In 2019, LSU sophomore Sarah James was hit by a car and killed at the busy intersection of Nicholson Drive and Bob Pettit Boulevard.
On weekend nights, the area is crowded with LSU students walking to and from the popular bars in Tigerland. But it has also been the scene of multiple fatal and non-fatal pedestrian accidents.
Taylor LaSorsa’s LSU capstone project aimed to improve safety at Baton Rouge’s Tigerland.
Provided by Taylor LaSorsa
One of James’ friends, landscape architecture student Taylor LaSorsa, made it the goal of her senior capstone project to make the area safer.
“Tigerland is such a piece of LSU culture, so many students go,” LaSorsa said. “It can be fun, but it can also be a scary experience depending on the day.”
And the lack of pedestrian options became clear last year when a bridge was closed for construction — and students responded by jumping over the creek, clambering over the active construction site or even building their own makeshift bridges.
In a quest to reimagine the bar district, LaSorsa spent the entire school year researching, meeting with stakeholders and redesigning the entire area, from medians to walkways to greenery to additional lighting.
LaSorsa’s final project has caught the eye of officials in East Baton Rouge Parish government who see it as a guidebook to reimagining the entire area.

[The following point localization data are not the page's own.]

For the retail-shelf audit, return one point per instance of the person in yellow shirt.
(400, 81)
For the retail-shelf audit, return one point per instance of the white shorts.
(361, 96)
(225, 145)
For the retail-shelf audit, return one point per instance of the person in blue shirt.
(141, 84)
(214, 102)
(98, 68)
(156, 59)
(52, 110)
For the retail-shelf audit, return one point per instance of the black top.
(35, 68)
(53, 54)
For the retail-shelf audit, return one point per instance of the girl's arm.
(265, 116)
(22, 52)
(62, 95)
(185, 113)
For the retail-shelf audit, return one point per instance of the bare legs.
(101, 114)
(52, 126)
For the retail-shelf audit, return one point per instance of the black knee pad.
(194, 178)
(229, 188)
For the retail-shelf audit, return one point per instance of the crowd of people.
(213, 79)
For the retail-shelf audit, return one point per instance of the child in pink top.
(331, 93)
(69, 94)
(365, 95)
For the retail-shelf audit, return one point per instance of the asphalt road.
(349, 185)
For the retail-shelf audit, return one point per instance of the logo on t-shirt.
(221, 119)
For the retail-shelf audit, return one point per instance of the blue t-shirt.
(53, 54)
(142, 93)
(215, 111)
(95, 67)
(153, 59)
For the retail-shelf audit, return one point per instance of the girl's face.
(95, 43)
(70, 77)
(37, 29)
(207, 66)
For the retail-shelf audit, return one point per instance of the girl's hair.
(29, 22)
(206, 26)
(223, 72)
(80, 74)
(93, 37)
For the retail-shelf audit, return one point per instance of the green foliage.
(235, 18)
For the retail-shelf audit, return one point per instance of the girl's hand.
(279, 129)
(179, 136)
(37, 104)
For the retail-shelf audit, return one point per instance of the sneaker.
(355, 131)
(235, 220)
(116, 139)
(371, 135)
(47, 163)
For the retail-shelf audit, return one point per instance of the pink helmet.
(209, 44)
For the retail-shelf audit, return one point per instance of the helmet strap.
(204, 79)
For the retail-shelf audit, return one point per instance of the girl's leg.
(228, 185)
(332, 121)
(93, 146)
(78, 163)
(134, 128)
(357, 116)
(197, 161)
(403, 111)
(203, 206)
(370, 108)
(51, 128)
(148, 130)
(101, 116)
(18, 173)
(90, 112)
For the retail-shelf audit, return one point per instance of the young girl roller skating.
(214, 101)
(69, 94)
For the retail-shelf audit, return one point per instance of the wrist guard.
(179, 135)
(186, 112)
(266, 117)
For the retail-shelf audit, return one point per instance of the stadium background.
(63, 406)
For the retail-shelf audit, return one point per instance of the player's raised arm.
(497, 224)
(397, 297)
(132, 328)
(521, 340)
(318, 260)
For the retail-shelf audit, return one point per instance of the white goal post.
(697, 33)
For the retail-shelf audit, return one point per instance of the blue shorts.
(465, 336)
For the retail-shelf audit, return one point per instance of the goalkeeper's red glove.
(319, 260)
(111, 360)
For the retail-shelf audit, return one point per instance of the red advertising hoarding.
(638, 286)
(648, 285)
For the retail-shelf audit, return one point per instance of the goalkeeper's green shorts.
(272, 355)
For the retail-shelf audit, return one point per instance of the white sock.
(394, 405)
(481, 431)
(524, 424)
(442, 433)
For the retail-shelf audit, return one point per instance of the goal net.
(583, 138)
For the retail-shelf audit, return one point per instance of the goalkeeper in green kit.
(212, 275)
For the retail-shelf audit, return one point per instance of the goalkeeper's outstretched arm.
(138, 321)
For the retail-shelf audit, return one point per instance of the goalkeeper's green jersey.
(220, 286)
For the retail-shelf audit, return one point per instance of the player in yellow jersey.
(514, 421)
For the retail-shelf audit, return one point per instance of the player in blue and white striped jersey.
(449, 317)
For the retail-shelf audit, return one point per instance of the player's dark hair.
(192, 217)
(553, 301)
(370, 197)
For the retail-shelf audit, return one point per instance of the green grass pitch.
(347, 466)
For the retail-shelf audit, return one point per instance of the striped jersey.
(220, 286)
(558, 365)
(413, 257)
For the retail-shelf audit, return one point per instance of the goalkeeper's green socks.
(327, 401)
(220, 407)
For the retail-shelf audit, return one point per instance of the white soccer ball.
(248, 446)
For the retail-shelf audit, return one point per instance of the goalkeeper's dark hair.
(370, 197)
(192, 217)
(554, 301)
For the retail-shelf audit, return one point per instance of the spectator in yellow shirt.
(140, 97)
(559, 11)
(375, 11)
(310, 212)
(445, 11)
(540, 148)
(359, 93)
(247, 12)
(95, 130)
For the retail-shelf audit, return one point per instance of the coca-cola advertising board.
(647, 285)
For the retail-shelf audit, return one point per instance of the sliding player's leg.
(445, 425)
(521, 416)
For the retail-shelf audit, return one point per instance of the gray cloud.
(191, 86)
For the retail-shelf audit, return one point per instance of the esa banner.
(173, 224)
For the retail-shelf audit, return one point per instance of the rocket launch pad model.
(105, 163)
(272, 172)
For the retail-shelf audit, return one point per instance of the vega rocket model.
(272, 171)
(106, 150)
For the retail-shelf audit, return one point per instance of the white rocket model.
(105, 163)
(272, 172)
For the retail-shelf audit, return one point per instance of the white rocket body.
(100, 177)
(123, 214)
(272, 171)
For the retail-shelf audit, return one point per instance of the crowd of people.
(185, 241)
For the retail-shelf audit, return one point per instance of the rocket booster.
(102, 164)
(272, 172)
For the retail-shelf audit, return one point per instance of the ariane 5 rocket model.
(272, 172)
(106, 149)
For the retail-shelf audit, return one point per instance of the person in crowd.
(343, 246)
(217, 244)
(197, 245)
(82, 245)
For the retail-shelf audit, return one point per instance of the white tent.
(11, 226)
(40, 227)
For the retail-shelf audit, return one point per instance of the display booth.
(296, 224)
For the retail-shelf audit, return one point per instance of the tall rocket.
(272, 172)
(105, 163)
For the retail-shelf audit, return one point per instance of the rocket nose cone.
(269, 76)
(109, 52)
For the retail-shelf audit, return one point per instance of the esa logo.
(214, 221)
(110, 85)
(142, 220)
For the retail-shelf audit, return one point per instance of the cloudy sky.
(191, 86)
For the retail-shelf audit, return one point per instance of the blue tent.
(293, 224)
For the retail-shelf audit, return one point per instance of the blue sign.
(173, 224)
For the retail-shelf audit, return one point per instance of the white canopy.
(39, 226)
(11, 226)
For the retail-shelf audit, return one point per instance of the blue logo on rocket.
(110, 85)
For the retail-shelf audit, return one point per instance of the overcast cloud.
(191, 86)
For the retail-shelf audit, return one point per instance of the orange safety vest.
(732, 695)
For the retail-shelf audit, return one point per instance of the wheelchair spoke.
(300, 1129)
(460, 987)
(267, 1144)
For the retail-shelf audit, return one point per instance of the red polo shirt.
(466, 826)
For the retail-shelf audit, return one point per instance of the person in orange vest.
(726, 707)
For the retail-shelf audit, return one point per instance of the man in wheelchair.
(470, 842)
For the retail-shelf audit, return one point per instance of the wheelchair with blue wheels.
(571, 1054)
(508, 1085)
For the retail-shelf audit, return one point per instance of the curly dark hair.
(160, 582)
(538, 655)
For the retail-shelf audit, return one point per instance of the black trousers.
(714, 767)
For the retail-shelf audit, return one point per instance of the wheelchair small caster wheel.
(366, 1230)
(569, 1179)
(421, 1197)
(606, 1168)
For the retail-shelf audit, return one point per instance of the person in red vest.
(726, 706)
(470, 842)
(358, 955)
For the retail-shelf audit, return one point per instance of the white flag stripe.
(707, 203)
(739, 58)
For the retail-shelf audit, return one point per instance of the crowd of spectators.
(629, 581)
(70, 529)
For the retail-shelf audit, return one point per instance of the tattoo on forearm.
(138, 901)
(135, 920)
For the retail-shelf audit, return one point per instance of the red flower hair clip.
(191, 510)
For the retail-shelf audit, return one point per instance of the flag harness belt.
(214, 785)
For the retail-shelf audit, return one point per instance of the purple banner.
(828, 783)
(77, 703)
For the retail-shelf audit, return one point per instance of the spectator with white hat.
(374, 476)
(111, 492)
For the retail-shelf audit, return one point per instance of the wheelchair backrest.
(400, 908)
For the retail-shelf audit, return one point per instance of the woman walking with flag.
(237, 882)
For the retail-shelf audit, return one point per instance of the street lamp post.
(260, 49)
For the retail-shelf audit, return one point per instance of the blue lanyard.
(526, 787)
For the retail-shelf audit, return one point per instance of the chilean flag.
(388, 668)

“When I found it I was absolutely blown away by the project,” said Metro Councilwoman Jennifer Racca, who represents Tigerland. “It was even more captivating because she had the foresight to do what (the city) pays hundreds-of-thousands-of-dollars for other people to plan for them to do.”
Racca gave a brief presentation on LaSorsa’s project during the Metro Council’s first public safety committee meeting on Wednesday.
“Over the course of time representing the Tigerland area, I understand there are business owners that want to buy in and contribute to make this come to fruition,” Racca told the committee. “So I am tasking all of my council members … to look at this report, see if you can find items in the budget where we me able to move the needle forward and make that area safe.”
Racca plans to invite LaSorsa to future meetings of the committee or the full council to give a longer presentation on her project, she said.
LaSorsa’s plan for the stretch of Nicholson Drive between LSU and Tigerland builds on an existing one through MovEBR, the city-parish $1 billion traffic improvement initiative. The MovEBR proposal, while a major improvement, focuses too much on traffic flow and not enough on cyclist and pedestrian safety, LaSorsa said.
LaSorsa believes that can be accomplished by removing the bike lanes and created a shared-use path on one side of the road that protects cyclists and pedestrians, according to the plan. She also proposes additional lighting, greenery and medians that serve to slow traffic traveling on the road, LaSorsa said.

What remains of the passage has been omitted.